One of the biggest ways in which recent government actions have been seen as investor-unfriendly is New Delhi’s decision to unilaterally revisit almost every Bilateral Investment Treaty it has signed with other countries, says Mihir S Sharma.
The Narendra Modi-led central government has often spoken of its single-minded focus on increasing investment into India.
The prime minister has, for example, declared that India is “the most open economy in the world” for investment.
An apparent surge in foreign direct investment (FDI) numbers has been cited as being the happy consequence of both policy changes and the prime minister’s tireless pushing of the idea of India as an investment destination.
Unfortunately, this claim simply doesn’t correspond with the facts. Instead of being welcoming to foreign investment, the government has in fact gone out of its way recently to make investors feel unwelcome and insecure.
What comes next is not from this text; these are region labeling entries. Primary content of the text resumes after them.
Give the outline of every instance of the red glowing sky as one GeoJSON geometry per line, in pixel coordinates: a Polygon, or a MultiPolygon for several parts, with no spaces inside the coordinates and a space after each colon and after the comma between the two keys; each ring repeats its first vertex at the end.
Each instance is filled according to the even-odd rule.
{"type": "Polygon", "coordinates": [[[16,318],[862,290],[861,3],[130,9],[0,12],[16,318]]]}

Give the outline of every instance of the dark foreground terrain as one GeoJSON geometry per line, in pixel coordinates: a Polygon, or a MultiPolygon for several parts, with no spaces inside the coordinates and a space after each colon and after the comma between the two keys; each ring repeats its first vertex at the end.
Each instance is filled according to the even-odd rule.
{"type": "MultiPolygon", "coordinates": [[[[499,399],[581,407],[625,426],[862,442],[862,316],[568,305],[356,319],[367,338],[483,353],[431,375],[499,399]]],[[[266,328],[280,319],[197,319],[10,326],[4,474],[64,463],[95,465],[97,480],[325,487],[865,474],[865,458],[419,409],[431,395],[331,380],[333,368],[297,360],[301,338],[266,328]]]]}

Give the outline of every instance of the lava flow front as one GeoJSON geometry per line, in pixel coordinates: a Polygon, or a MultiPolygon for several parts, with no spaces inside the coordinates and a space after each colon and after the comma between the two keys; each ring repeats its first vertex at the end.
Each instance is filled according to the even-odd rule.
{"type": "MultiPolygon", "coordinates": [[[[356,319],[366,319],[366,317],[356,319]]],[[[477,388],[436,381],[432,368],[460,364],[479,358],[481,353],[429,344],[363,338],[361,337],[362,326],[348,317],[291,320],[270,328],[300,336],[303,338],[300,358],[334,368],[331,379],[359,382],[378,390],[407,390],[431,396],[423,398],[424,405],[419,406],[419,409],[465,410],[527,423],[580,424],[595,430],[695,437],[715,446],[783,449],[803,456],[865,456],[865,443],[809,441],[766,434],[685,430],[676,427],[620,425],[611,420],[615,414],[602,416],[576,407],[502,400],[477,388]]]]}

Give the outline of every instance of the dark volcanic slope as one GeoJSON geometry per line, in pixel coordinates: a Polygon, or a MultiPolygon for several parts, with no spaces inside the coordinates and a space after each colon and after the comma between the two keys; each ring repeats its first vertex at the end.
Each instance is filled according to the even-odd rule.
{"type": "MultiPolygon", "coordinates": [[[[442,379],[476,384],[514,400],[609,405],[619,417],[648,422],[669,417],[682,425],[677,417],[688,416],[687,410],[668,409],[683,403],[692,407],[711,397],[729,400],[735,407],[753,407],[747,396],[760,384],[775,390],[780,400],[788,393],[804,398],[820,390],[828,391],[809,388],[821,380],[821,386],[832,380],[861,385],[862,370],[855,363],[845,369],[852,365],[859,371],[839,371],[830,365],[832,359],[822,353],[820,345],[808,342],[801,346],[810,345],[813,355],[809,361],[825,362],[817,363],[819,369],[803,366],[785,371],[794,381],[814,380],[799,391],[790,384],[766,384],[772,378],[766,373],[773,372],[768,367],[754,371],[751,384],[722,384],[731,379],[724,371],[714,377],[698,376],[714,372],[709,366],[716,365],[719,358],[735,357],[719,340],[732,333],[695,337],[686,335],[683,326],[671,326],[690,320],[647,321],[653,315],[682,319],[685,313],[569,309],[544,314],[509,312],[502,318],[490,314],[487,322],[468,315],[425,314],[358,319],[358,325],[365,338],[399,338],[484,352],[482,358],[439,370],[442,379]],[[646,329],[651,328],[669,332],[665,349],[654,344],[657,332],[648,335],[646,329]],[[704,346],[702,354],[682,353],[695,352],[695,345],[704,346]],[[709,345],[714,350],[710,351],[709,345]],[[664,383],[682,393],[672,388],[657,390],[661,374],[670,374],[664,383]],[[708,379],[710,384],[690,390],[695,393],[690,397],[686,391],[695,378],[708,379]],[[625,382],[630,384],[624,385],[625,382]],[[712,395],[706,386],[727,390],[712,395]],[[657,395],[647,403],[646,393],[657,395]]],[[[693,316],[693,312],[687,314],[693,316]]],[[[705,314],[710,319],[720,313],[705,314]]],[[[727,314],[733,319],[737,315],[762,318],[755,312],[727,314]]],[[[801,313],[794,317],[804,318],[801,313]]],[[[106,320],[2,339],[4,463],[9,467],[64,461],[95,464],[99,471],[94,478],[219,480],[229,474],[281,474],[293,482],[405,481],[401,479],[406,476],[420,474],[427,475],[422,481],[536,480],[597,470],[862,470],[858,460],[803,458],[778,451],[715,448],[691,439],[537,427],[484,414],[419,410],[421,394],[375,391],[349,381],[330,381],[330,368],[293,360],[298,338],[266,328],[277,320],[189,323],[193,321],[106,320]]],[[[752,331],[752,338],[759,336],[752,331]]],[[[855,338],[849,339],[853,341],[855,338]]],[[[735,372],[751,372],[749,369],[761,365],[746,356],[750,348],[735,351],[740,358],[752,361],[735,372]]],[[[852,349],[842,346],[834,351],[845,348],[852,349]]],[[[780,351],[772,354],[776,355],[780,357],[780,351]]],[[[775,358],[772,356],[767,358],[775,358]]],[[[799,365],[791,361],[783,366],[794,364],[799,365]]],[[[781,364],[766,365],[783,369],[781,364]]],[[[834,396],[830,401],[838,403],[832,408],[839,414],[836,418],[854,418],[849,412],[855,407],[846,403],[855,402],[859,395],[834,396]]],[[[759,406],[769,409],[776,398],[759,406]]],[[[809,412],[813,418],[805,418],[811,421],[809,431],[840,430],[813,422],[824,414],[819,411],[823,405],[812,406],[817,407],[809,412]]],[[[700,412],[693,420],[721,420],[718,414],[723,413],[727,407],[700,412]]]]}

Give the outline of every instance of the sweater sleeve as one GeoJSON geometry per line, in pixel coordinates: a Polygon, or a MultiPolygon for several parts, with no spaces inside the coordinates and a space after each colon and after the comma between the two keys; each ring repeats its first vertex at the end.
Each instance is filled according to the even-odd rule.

One of the biggest ways in which recent government actions have been seen as investor-unfriendly is New Delhi’s decision to unilaterally revisit almost every Bilateral Investment Treaty, or BIT, it has signed with other countries. BITs, as they stand, are supposed to protect investors from arbitrariness and expropriation in foreign countries.
One of the mechanisms that is central to this effort in a BIT is that it empowers foreign investors to access international arbitration if they fall into dispute with their Indian partners or feel they have suffered from government arbitrariness.
Investors feel more secure knowing that it is more than just the Indian judicial system that serves to protect their investment. International arbitration gives them an additional and swifter channel to rescue their funds.
But the new BIT under negotiation would cut off access to this channel. Investors would have to exhaust domestic remedies first - no arbitration might be possible until the matter has wound its way through the entire Indian trial system.
Then there is the question of royalties. The government has, over the past few years, effectively put into place a cap on the profits that can be repatriated as profits or as “royalty payments” to the home office of a transnational enterprise.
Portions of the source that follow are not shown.